Harney rules out review or compensation for MRSA victims

HEALTH Minister Mary Harney says she will not set up a judicial review nor compensate the victims of the MRSA super-bug despite requests from patient activists.

Harney rules out review or compensation for MRSA victims

Today, the MRSA & Families organisation will use its annual convention to call for a judicial review into the failure of successive governments to implement health and safety guidelines in hospitals.

The group has also signalled its intention to seek the establishment of a redress board. It says the State, the Health Minister and the Health Service Executive have failed in their duty of care to the patients who contracted MRSA in the country’s hospitals.

Today, it will put a motion to its members calling for a change of emphasis on how it approaches the issue.

The motion will say: “Where management failed to follow their own management guidelines there can be no defence. Therefore MRSA & Families Central Council call for the setting up of a redress board to compensate MRSA victims & their families.”

Dr Teresa Graham of MRSA & Families lost her husband to the super-bug and says it has always considered calling for a judicial review but hoped it would never have to do so.

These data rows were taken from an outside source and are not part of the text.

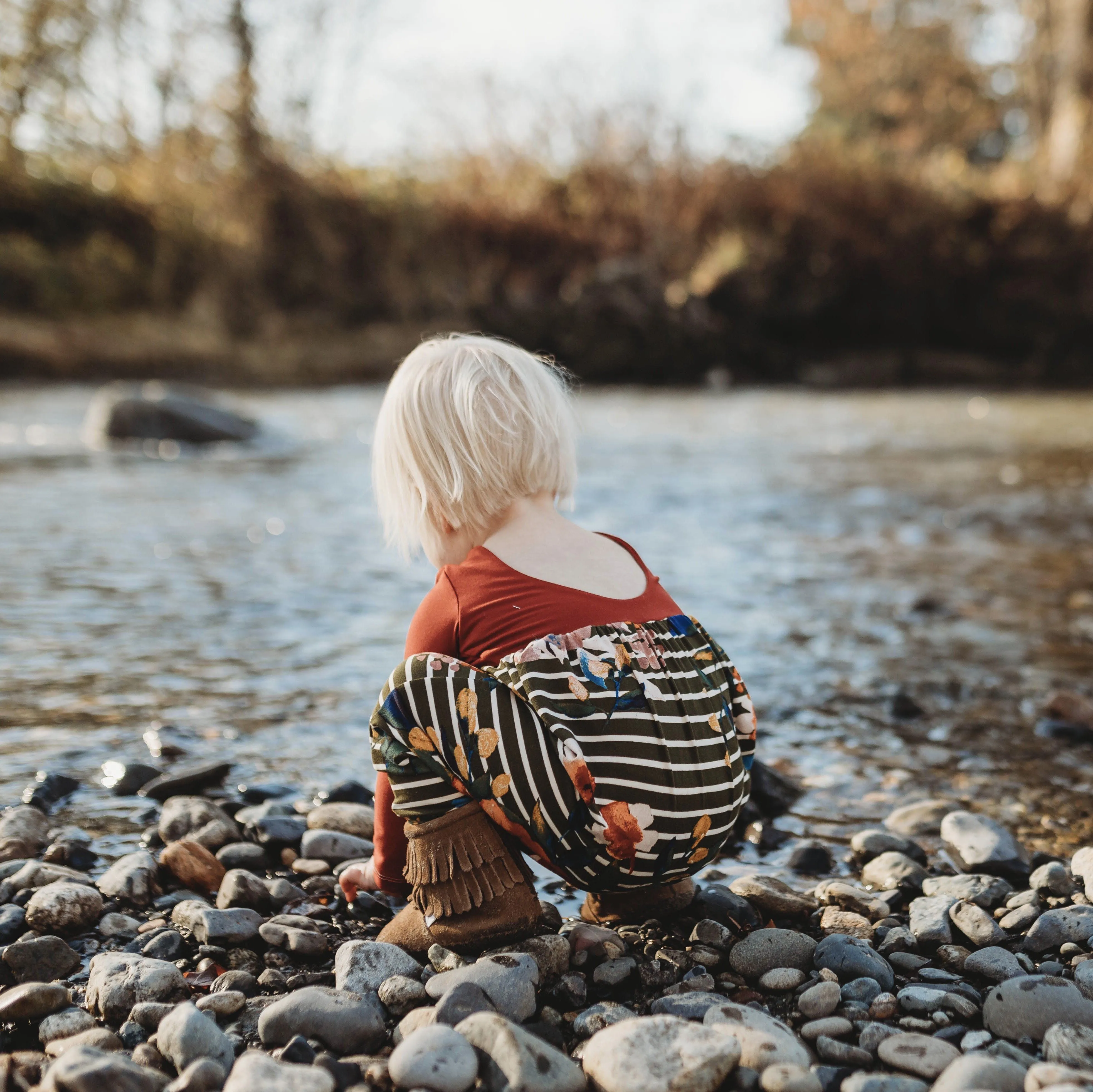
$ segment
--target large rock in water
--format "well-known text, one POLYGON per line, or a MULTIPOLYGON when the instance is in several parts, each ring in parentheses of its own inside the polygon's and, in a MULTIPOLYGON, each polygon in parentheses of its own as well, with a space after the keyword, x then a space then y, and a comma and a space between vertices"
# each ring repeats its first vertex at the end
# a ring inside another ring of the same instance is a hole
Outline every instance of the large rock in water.
POLYGON ((162 383, 114 383, 98 390, 84 420, 87 438, 179 439, 187 444, 252 439, 258 425, 218 406, 210 391, 162 383))

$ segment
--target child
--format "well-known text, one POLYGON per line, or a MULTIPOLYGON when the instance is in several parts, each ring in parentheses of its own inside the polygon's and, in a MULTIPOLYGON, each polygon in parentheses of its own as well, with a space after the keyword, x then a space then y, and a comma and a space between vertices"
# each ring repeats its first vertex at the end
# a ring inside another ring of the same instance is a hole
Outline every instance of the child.
POLYGON ((420 345, 379 411, 388 539, 439 572, 372 717, 375 856, 341 884, 409 893, 379 939, 411 952, 531 935, 521 849, 589 892, 586 920, 680 909, 748 800, 728 657, 630 545, 557 512, 575 433, 563 373, 484 337, 420 345))

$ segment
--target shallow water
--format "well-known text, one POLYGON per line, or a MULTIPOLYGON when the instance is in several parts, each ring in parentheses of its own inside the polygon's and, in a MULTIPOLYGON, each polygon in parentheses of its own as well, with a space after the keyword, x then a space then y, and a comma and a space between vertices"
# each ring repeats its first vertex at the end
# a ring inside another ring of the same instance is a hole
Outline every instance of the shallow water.
MULTIPOLYGON (((0 802, 72 773, 59 820, 130 848, 148 805, 96 777, 148 761, 153 720, 237 780, 371 784, 372 704, 433 578, 372 507, 380 390, 248 394, 270 438, 168 459, 85 448, 91 394, 0 388, 0 802)), ((945 792, 1034 847, 1093 839, 1093 748, 1033 735, 1053 689, 1093 689, 1093 397, 973 418, 974 394, 581 398, 576 518, 732 655, 760 756, 807 788, 778 830, 842 846, 945 792)), ((776 871, 795 841, 714 868, 776 871)))

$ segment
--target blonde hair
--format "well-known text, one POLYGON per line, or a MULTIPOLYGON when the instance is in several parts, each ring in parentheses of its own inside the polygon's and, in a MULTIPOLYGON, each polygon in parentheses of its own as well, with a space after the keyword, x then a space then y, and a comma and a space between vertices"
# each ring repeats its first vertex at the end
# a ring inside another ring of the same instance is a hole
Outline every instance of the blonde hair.
POLYGON ((372 482, 388 543, 409 556, 426 521, 481 531, 518 497, 568 500, 576 432, 568 376, 552 361, 480 334, 423 342, 376 420, 372 482))

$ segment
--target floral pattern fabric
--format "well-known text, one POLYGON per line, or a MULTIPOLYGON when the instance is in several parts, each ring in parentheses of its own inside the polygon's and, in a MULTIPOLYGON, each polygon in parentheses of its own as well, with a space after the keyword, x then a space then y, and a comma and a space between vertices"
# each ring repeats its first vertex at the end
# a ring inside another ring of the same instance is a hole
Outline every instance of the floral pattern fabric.
POLYGON ((470 800, 587 891, 704 867, 748 800, 751 697, 694 619, 550 634, 478 669, 411 656, 372 717, 397 815, 470 800))

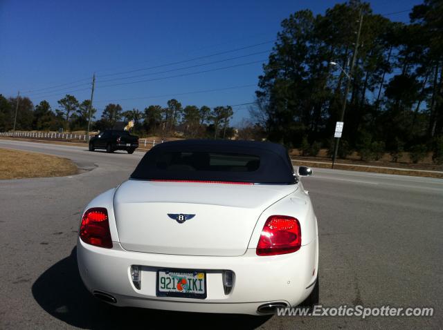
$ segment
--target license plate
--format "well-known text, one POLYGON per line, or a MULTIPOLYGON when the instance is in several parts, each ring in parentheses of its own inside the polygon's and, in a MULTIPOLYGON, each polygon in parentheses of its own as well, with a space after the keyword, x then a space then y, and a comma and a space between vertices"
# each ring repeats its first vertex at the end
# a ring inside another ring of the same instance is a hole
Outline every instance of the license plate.
POLYGON ((157 296, 206 298, 206 273, 201 271, 157 271, 157 296))

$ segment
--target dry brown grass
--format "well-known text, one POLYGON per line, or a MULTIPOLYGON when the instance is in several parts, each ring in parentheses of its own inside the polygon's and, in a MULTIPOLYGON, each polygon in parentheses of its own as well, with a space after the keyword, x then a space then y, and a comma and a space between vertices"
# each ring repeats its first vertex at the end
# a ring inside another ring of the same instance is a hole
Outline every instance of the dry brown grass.
POLYGON ((62 177, 78 171, 75 164, 66 158, 0 148, 0 179, 62 177))

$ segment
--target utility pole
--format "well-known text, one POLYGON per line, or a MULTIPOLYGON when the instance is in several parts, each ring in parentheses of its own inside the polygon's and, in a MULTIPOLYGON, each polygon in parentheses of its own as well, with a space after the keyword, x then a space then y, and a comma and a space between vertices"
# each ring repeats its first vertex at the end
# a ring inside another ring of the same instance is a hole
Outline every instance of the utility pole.
POLYGON ((19 112, 19 102, 20 101, 20 91, 17 93, 17 101, 15 102, 15 116, 14 116, 14 127, 12 133, 15 133, 15 124, 17 123, 17 113, 19 112))
MULTIPOLYGON (((351 68, 350 68, 349 75, 347 75, 347 82, 346 83, 346 89, 345 90, 345 97, 343 99, 343 105, 341 108, 341 113, 340 115, 340 122, 343 121, 345 118, 345 110, 346 110, 346 101, 347 101, 347 95, 349 94, 349 90, 351 88, 351 79, 352 78, 352 72, 354 72, 354 66, 355 65, 355 61, 357 58, 357 52, 359 51, 359 43, 360 42, 360 32, 361 32, 361 25, 363 23, 363 12, 360 8, 360 15, 359 17, 359 30, 357 31, 357 39, 355 41, 355 47, 354 48, 354 54, 352 55, 352 61, 351 62, 351 68)), ((346 73, 346 72, 345 72, 346 73)), ((335 159, 337 157, 337 153, 338 151, 338 144, 340 143, 340 137, 336 137, 335 146, 334 148, 334 157, 332 157, 332 168, 334 168, 334 164, 335 159)))
POLYGON ((91 128, 91 115, 92 113, 92 101, 94 97, 94 87, 96 86, 96 73, 92 75, 92 89, 91 90, 91 101, 89 102, 89 118, 88 118, 88 142, 89 142, 89 128, 91 128))

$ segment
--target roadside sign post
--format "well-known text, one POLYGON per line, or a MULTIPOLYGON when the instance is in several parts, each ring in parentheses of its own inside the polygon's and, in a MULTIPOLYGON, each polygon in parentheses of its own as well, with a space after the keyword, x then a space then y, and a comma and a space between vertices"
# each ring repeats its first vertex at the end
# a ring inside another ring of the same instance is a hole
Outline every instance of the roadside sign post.
POLYGON ((335 137, 335 144, 334 146, 334 156, 332 157, 332 168, 334 168, 335 159, 337 157, 337 152, 338 151, 338 143, 340 142, 341 133, 343 131, 344 124, 345 123, 343 122, 337 122, 335 124, 335 132, 334 133, 334 137, 335 137))
POLYGON ((335 124, 334 137, 341 137, 341 133, 343 131, 343 122, 337 122, 335 124))

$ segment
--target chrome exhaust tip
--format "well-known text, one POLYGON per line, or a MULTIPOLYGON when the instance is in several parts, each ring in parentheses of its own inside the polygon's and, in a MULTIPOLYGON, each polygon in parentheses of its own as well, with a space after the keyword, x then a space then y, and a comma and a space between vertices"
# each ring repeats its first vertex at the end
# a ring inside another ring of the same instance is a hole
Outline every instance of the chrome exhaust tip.
POLYGON ((117 300, 115 298, 108 293, 105 293, 105 292, 95 291, 92 294, 97 299, 100 299, 105 302, 109 302, 110 304, 115 304, 117 302, 117 300))
POLYGON ((260 305, 257 309, 257 311, 262 314, 273 314, 279 308, 286 308, 288 305, 286 302, 269 302, 260 305))

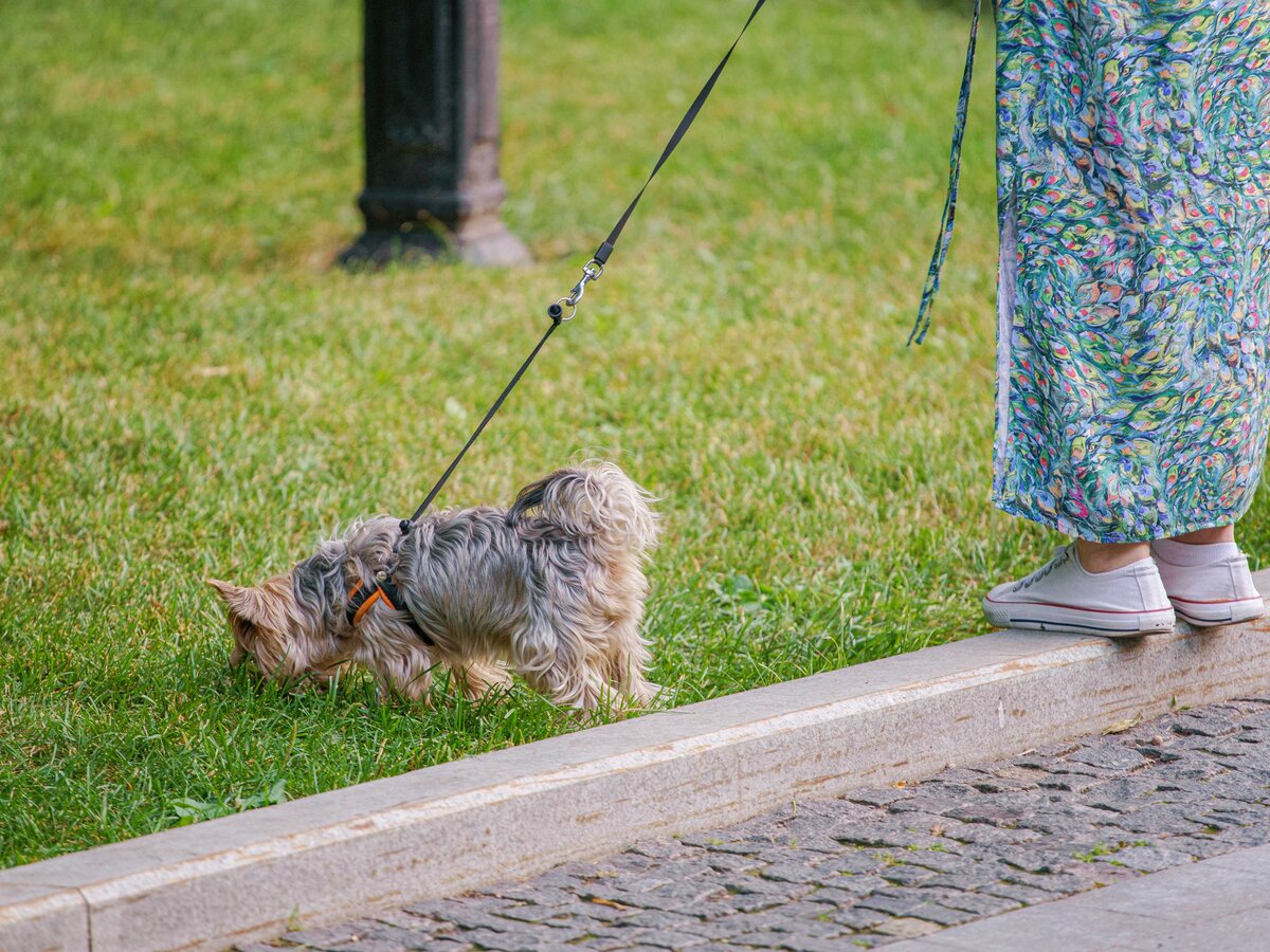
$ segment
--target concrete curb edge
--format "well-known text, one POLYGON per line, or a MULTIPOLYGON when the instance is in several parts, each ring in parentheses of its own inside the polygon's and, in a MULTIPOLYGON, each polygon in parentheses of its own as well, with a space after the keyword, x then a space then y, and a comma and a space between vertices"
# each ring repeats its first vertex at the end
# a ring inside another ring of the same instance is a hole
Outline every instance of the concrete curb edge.
POLYGON ((1267 688, 1266 619, 994 632, 0 871, 0 949, 224 948, 1267 688))

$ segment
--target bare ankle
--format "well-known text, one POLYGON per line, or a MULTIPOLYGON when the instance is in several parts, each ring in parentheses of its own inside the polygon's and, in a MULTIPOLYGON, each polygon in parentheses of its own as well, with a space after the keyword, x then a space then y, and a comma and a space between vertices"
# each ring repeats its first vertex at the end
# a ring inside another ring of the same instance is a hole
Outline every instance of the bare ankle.
POLYGON ((1212 546, 1217 542, 1234 542, 1234 526, 1214 526, 1212 529, 1195 529, 1181 536, 1170 536, 1173 542, 1187 546, 1212 546))
POLYGON ((1149 559, 1151 545, 1147 542, 1090 542, 1078 538, 1076 539, 1076 555, 1085 571, 1097 575, 1149 559))

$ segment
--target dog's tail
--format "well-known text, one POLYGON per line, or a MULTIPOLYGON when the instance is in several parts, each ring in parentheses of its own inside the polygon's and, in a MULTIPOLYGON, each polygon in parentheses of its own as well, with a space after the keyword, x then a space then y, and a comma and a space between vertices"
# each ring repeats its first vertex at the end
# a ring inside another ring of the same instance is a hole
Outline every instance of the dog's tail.
POLYGON ((556 470, 521 490, 507 513, 517 524, 537 515, 575 536, 634 550, 643 555, 657 545, 654 496, 616 463, 556 470))

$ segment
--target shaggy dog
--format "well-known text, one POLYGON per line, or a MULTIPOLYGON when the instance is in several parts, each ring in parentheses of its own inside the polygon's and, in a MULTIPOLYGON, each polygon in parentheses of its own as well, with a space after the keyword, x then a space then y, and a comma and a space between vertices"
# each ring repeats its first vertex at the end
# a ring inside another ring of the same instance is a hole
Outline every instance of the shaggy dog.
POLYGON ((281 682, 361 665, 410 699, 438 663, 470 697, 507 685, 505 663, 563 706, 592 710, 608 692, 645 704, 649 500, 601 463, 558 470, 505 510, 357 523, 259 588, 210 580, 229 605, 230 661, 281 682))

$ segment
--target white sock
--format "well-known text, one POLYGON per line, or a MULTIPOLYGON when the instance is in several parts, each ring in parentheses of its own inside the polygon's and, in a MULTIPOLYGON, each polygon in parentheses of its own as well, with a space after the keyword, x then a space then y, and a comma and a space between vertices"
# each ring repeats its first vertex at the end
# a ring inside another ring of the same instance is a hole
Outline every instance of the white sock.
POLYGON ((1171 565, 1210 565, 1223 559, 1240 555, 1240 547, 1234 542, 1209 542, 1195 546, 1189 542, 1173 542, 1171 538, 1157 538, 1151 543, 1151 548, 1160 559, 1171 565))

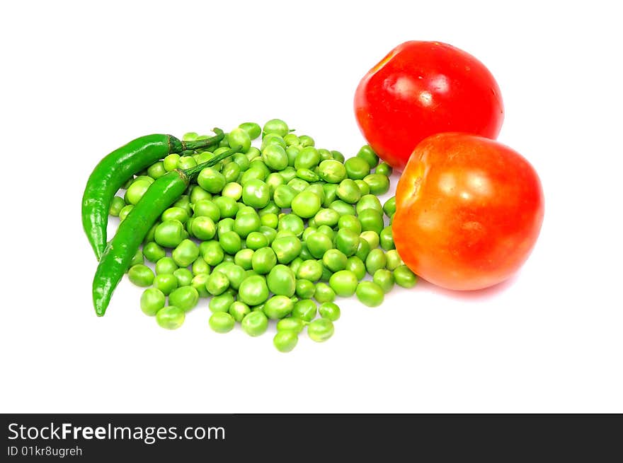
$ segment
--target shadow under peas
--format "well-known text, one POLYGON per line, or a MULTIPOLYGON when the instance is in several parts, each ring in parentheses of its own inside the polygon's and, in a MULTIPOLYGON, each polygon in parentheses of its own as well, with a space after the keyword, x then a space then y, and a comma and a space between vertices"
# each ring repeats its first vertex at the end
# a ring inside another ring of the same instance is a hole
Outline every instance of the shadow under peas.
POLYGON ((423 291, 439 294, 447 298, 461 299, 468 302, 480 302, 491 299, 501 293, 503 293, 508 288, 513 286, 518 276, 519 273, 517 273, 508 280, 501 281, 496 285, 493 285, 489 288, 485 288, 484 289, 479 289, 471 291, 458 291, 451 289, 445 289, 445 288, 441 288, 432 283, 429 283, 421 277, 418 277, 418 284, 416 287, 420 288, 423 291))

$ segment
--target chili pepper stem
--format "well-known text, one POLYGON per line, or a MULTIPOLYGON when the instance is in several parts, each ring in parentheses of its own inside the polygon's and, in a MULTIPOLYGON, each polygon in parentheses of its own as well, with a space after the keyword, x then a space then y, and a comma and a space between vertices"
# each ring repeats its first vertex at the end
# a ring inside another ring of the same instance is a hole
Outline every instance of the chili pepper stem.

She said: “For the past 18 months we have been hoping we would not have to do this and we would not have to look for a judicial review.

“But in the past 18 months we have not moved on and the situation is as bad as ever. If the 1995 guidelines were implemented I would not be talking to you now. What we need now is for all the guidelines that are out there to be enforced but there is nobody there to do that.”

Fine Gael spokesman on health Dr Liam Twomey met with the group last week and asked Ms Harney in the Dáil if she would support either of their requests.

He backs the group but said the party could not put its full weight behind it until all of its members had an opportunity to discuss it.

He said: “I fully support a lot of what they are saying because basically the guidelines drawn up by Michael Noonan back in 1996 were not put in place and now MRSA has taken hold in our hospitals.

“I will take this to the rest of the party because obviously something as big of this would need the backing of the whole party.”

Ms Harney said her department has no plans to set up either a judicial review or a redress board that would compensate the victims of MRSA.

She said the prudent use of antibiotics and routine infection control measures would continue to underpin its policy regarding MRSA.

Dr Graham wants the terms of reference of the review to focus on the failure of governments to supervise the implementation of the 1995 “Control of Methicillin Resistant Staphylococcus aureus, [MRSA] in the Irish Health Care Setting” strategy.